Zelig, Pino dei Palazzi racconta la sua infanzia "difficile" tra "siga", motorini e compagnie: «E il mito di della grande città»

Zelig, Pino dei Palazzi racconta la sua infanzia "difficile" tra siga motorini, e compagnie pre digital: «E il mito di Milano»

di Ferruccio Gattuso

 Il codino poco estetico, quel modo di muoversi un po’ meccanico, i piegamenti sulle gambe. E poi i rumori che riproduce, a partire dal motorino con cui si fanno “le penne”. Infine, quel terrificante maglione anni Ottanta: ormai è una divisa, ma certo indossarlo ancora nel 2022 è, a tutti gli effetti, un crimine contro l’umanità. Giancarlo Calabretta in arte Kalabrugovic sa come usare corpo, voce e immagine per farci ridere: è qualcosa a metà strada tra l’ossimoro di un mimo parlante e un fumetto vivente. Il comico lombardo (è originario di Bollate), cantore delle periferie “di una volta”, quelle delle compagnie, senza telefonini, web e selfie, è atteso allo Zelig Cabaret venerdì 30 settembre nel one man show autobiografico Un’infanzia difficile, dove non sarà solo “Pino dei Palazzi”, il personaggio reso celebre da Zelig.

Kalabrugovic, innanzitutto perché quel nome d’arte?

«Tutto nasce a Bollate, in compagnia: c’erano quei calciatori stranieri dai nomi strani che venivano in Italia a giocare. Tanti, dai Balcani. Abbiamo cominciato a chiamarci tutti con la desinenza slava».

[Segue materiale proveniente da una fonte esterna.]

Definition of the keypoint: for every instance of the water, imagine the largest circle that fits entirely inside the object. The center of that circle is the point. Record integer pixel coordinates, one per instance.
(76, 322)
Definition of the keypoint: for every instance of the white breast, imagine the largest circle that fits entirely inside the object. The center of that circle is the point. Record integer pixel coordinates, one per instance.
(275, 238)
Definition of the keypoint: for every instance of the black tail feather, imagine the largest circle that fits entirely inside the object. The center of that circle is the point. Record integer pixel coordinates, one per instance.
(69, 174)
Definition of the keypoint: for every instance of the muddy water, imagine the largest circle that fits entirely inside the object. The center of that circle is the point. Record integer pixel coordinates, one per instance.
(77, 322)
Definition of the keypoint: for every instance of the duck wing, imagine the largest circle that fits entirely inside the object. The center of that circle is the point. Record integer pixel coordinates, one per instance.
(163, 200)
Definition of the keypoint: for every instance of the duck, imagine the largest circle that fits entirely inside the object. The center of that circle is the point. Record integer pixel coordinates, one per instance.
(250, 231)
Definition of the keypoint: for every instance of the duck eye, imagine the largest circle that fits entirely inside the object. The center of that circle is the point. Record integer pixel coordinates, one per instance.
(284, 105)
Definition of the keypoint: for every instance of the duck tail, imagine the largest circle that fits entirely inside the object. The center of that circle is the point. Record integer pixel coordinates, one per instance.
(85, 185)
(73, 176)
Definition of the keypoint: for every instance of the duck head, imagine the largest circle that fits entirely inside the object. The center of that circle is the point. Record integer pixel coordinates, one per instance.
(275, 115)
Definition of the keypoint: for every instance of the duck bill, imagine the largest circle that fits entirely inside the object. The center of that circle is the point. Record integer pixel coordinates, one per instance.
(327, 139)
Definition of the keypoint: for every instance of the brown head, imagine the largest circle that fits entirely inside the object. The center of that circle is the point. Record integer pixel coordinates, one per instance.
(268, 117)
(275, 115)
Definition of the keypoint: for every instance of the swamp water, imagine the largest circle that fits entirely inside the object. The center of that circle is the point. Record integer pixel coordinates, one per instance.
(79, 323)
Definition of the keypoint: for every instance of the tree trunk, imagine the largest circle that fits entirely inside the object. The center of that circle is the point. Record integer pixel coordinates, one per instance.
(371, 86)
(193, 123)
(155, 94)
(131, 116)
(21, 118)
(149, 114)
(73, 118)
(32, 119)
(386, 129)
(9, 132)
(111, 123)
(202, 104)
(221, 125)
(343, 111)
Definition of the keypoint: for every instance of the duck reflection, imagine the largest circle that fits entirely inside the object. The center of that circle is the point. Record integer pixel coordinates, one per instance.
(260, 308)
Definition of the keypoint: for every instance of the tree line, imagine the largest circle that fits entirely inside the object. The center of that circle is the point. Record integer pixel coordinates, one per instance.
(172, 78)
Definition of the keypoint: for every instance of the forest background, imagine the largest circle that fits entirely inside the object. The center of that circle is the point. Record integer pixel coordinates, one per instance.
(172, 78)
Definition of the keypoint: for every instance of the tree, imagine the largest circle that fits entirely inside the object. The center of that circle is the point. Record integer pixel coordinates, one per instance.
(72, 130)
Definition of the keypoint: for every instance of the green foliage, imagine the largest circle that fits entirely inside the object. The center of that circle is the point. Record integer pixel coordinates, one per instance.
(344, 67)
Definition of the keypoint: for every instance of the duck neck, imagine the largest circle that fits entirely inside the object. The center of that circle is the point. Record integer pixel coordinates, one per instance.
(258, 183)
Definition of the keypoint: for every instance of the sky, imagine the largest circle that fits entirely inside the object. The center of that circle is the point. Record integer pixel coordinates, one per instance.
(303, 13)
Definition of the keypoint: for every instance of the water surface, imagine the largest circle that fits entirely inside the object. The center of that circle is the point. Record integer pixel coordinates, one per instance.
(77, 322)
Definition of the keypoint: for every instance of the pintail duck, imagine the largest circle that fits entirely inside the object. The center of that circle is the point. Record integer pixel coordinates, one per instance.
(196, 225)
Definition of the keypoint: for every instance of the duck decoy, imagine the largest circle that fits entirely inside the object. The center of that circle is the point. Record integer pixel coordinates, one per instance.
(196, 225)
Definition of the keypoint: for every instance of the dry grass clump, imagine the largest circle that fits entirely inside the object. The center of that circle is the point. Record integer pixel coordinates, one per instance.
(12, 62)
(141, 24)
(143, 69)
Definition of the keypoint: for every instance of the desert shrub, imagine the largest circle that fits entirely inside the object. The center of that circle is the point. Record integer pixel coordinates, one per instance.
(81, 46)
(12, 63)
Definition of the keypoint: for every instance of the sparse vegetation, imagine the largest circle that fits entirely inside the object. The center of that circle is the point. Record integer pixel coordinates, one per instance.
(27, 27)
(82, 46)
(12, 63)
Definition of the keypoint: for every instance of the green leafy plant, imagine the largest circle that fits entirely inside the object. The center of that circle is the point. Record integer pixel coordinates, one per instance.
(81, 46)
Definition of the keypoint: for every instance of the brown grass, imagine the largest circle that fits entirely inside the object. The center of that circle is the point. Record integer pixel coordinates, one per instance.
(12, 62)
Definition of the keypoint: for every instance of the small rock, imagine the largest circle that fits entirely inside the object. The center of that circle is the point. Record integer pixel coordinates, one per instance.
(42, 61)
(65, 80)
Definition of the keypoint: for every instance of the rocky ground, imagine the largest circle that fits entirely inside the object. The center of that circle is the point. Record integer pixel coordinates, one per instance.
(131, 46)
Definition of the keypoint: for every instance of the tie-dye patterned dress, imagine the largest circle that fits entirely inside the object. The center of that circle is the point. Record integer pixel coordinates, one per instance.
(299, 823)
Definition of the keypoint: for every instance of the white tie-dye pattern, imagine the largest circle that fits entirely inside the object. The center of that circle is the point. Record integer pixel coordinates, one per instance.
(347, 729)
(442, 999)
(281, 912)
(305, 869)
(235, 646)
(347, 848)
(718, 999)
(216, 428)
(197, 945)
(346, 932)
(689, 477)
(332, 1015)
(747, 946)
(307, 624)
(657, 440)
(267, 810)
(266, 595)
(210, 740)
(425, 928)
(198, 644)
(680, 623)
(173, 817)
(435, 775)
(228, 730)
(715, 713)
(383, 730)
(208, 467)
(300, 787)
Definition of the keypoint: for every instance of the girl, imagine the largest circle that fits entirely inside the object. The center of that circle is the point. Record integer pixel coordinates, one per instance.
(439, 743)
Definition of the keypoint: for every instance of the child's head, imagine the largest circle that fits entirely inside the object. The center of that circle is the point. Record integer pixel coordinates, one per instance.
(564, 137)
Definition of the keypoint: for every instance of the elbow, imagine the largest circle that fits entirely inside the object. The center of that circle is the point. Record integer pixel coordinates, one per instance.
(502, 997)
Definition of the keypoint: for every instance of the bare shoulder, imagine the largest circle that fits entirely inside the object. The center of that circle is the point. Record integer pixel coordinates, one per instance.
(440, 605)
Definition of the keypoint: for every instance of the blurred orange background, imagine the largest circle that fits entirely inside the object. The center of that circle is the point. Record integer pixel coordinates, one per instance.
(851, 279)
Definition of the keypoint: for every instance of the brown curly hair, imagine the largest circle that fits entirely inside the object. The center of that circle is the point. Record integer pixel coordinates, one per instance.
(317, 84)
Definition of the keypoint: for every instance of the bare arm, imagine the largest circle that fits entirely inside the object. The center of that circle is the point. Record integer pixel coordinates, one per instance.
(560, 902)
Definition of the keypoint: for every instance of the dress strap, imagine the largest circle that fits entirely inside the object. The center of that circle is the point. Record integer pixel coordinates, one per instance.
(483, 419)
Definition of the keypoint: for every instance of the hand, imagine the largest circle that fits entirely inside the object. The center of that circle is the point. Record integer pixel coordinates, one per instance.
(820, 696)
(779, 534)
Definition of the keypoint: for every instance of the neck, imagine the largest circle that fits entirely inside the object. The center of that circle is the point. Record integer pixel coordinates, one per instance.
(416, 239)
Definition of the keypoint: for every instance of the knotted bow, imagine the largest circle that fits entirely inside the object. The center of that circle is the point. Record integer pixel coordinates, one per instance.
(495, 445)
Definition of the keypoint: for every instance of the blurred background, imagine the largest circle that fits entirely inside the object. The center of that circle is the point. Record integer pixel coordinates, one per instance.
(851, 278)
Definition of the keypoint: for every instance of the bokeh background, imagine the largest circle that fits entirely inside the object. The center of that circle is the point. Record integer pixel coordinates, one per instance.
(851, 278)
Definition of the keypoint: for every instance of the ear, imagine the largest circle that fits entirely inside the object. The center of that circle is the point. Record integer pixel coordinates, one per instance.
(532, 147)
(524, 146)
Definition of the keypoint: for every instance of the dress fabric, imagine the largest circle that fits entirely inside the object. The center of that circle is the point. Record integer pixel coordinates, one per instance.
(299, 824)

La sua, come dice il titolo, è stata davvero “Un’infanzia difficile”?

«Diciamo non facilissima.

A Bollate vivevamo nelle case di una cooperativa bollatese: pagavamo l’affitto, strato sociale medio-basso, ma comunque ce la passavamo meglio di quelli delle case popolari, dove c’era pure qualche teppista, quelli che ti sfilavano la siga o le spillette dal giubbotto senza chiedertelo».

Viene da lì il suo mitico “Pino dei Palazzi”?

«E certo. Tanti pensano sia di Quarto Oggiaro o Barona: ma in fondo le periferia sono tutte uguali. Possono lasciare ferite, ma se te la racconti con ironia, come ho deciso di fare io, in fondo ne sopravvivi».

E quel maglione? Ne ha diversi capi, o tiene l’unico in cassaforte?

«Uno solo. Lo tengo nell’armadio, ma certo sta cominciando a usurarsi. Viene davvero dagli anni ’80: me lo comprò mia zia al mercato di Bollate».

Milano cos’è per lei?

«La metropoli nella quale calavo al sabato pomeriggio, la discoteca Rolling Stone dove andavo da ragazzino, e ovviamente, Zelig».